A recent Liberty Mutual Insurance survey reveals more than half of Americans plan to cook for family and friends during the holidays -- with 42 percent of those cooking for groups of 11 or more.
Eighty-three percent of U.S. adults admit to engaging in dangerous cooking behaviors which increase the likelihood of kitchen fires.
Twenty-nine percent of those surveyed by Liberty Mutual admit they disabled a smoke alarm while cooking.
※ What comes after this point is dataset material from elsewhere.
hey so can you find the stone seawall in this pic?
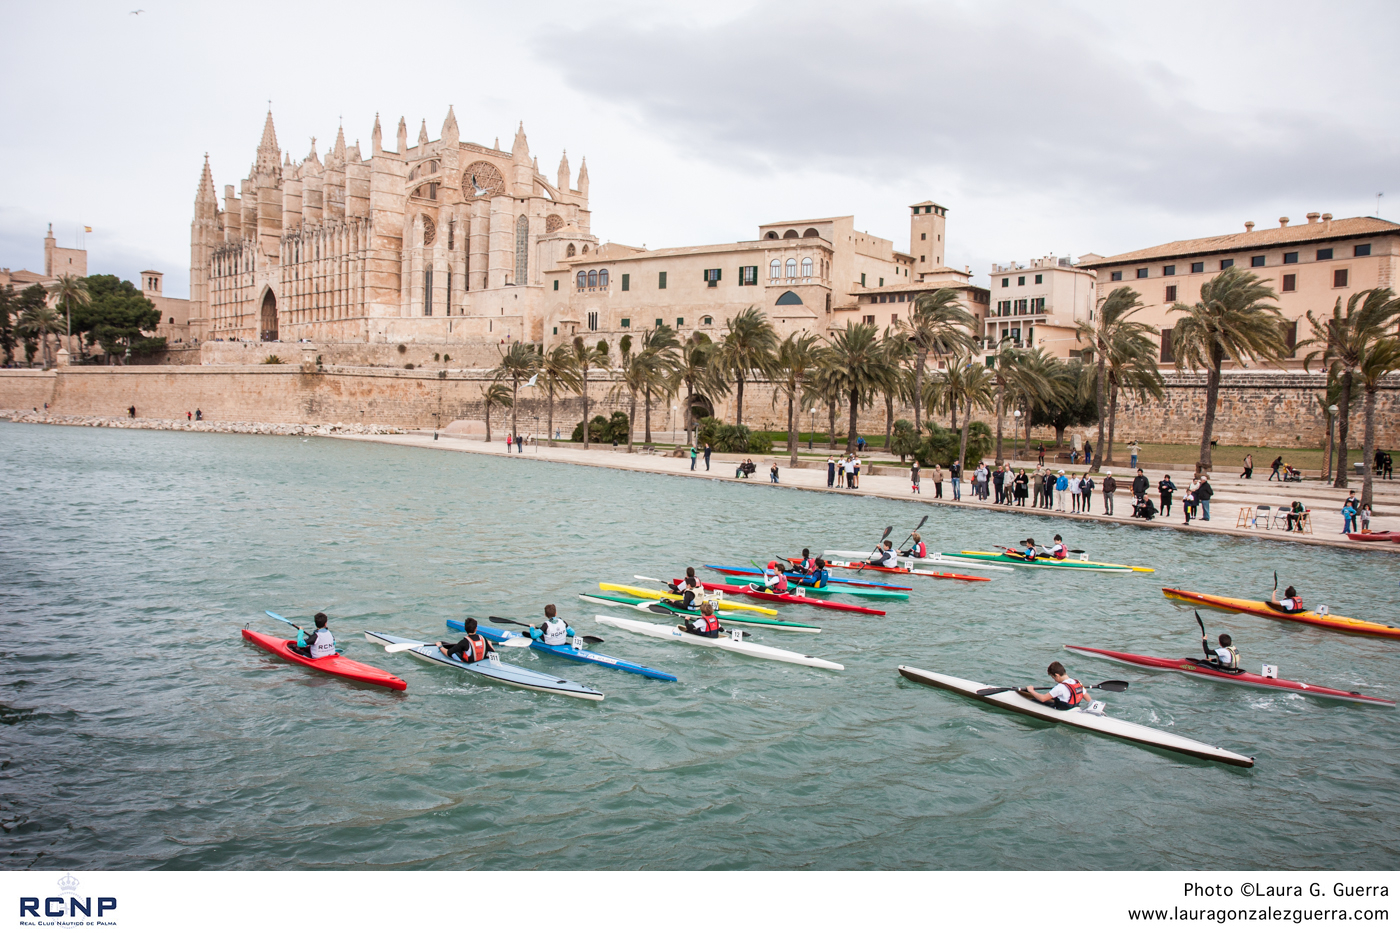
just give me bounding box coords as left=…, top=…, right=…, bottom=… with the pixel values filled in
left=1, top=367, right=1394, bottom=447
The majority of respondents have multitasked while cooking, with 65 percent confirming that they have left cooking food unattended to watch television, talk on the phone or do laundry.
The Liberty Mutual Insurance survey of more than 1,000 adults revealed that parents are particularly prone to engaging in dangerous cooking habits, with 10 percent more parents admitting to disabling a smoke alarm while cooking compared to those without children.
Parents also tend to leave the kitchen more frequently while cooking, including 1-in-5 admitting to giving their child a bath while food is cooking and 52 percent of parents leaving the room to talk or text on the phone.
In the general survey population, a startling 1-in-10 adults actually left the home completely while cooking, and others left cooking food unattended to perform non-essential activities.
"Before you disable a smoke alarm, think about this: almost two-thirds of home fire deaths are the result of homes without working smoke alarms," said Tom Harned, fire safety expert with Liberty Mutual Insurance and chief fire officer in Gilbertsville, Pa.
The phone survey, conducted Oct. 10-13 by Ketchum Global Research & Analytics, has a margin of error of 3.1 percentage points.